Imagine if you couldn't see couldn't hear couldn't speak... Then one day somebody took your hand and opened up the world to you.
Published by Hodder & Stoughton in January 2014
241 pages in review copy
Summary from the publisher’s website
Adeliza Golding is a deafblind girl, born in late Victorian England on her father's hop farm. Unable to interact with her loving family, she exists in a world of darkness and confusion; her only communication is with the ghosts she speaks to in her head, whom she has christened The Visitors. One day she runs out into the fields and a young hop-picker, Lottie, grabs her hand and starts drawing shapes in it. Finally Liza can communicate. Her friendship with her teacher and with Lottie's beloved brother Caleb leads her from the hop gardens and oyster beds of Kent to the dusty veldt of South Africa and the Boer War, and ultimately to the truth about the Visitors.
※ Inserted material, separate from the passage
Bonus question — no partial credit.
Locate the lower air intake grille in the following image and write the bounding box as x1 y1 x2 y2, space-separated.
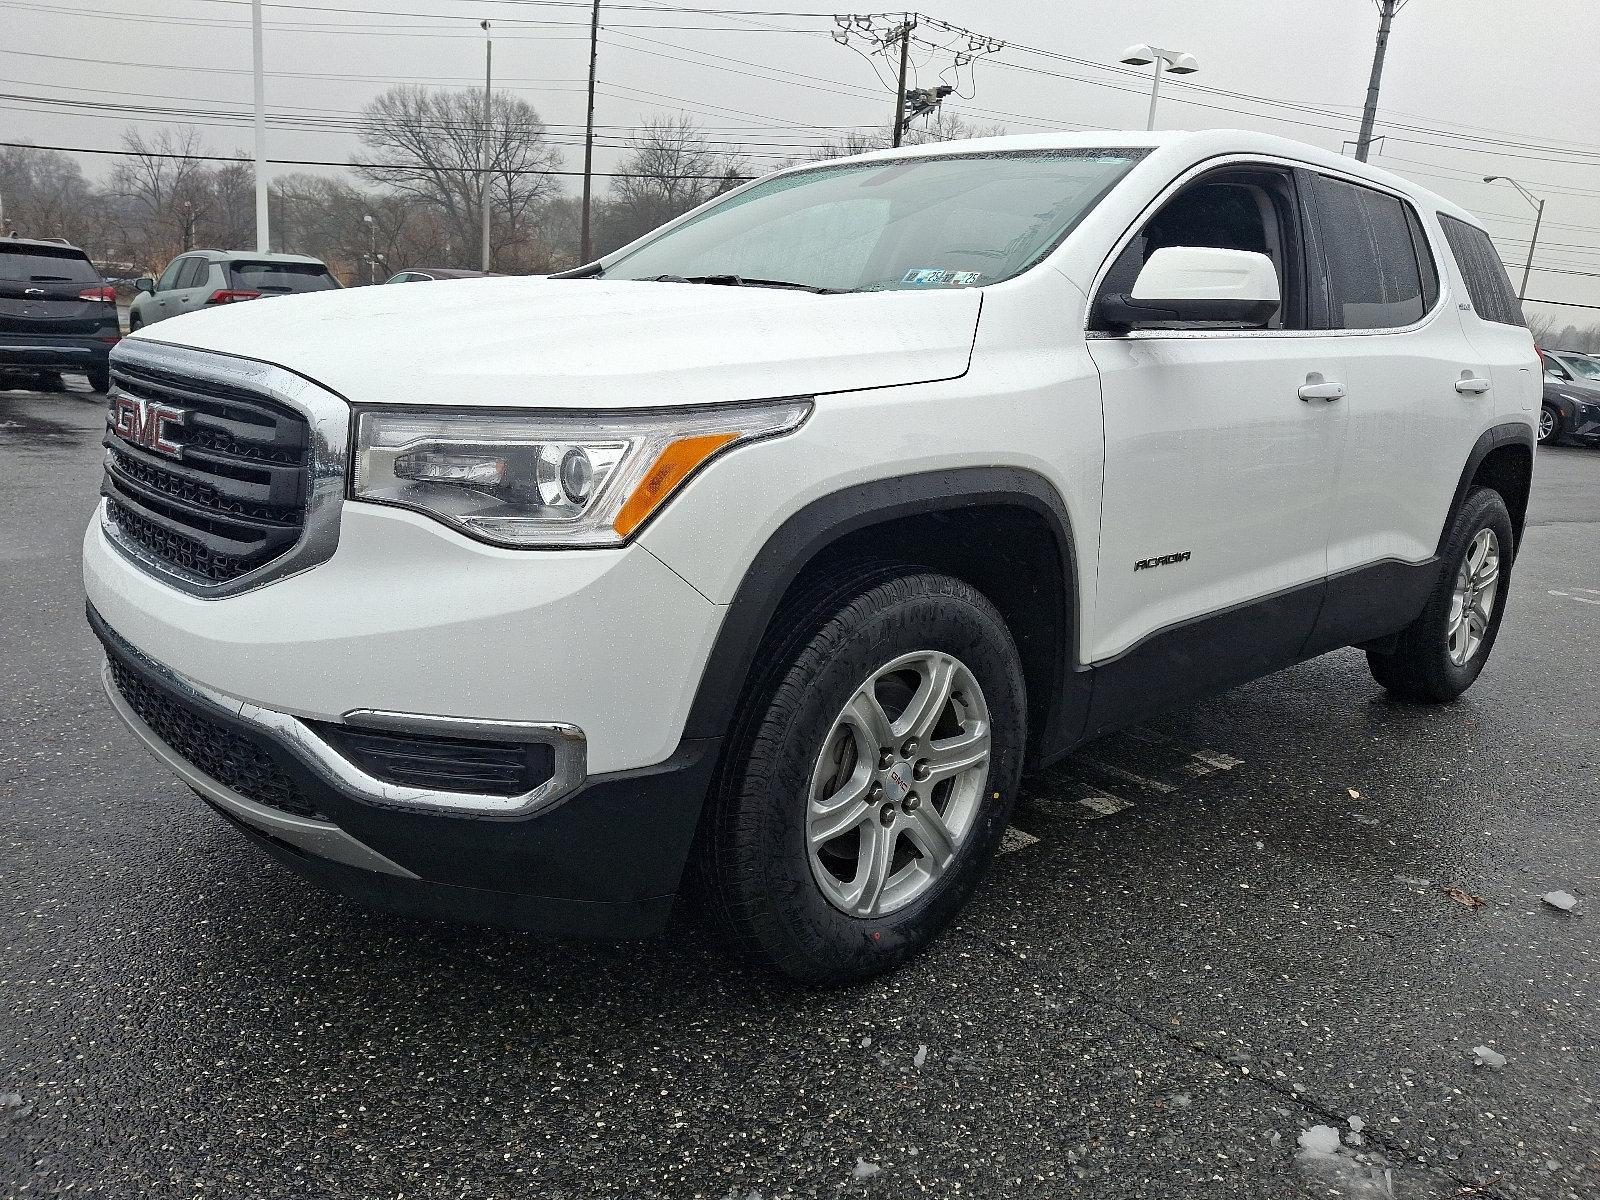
107 655 321 819
309 723 556 797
The Visitors has a striking cover: scarlet and slate grey silhouettes on a mottled cream vintage paper. There are hops, a ribbon across a child’s eyes and a rather lovely High Victorian font - all very suitable for the story inside.
It’s a large tale which broadens out from Adeliza’s intimate childhood in Kent to her adventures in South Africa as a young woman. The intrigue of who and what the Visitors are, and what they want spans the whole two-decade time-scale. It leads you on, as does Adeliza’s engaging personality.
Whilst the story covers her emergence into adulthood, it would not be unsuitable for a younger reader of high ability. There is romance – but it is handled with grace and sensitivity. I am happy to say that the supernatural element is also delicately and convincingly portrayed. It is unlikely to cause nightmares – yet it is essential to the plot.
Ideally, readers of The Visitors would revel in all the rich sensuality of Liza’s experience. They would delight in the beautifully realised turn-of-the-century setting, language and period detail.
There are aspects of British Imperial history in the Boer War portrayed that are far more distressing than anything supernatural – not least, because they are based on truth. For me, reading about this through Caleb’s letters was less engaging than following Liza’s direct experience – but I suspect that’s a matter of personal taste. Besides, letters were often used in novels of the time, and they work well to distance the reader slightly from the events so that they are brought in gradually.
I would cheerfully recommend this book to lovers of rich, sweeping historical drama with an eerie core to it. There is a small cast of characters to engage deeply with and a fine mix of adventure, romance and ghosts.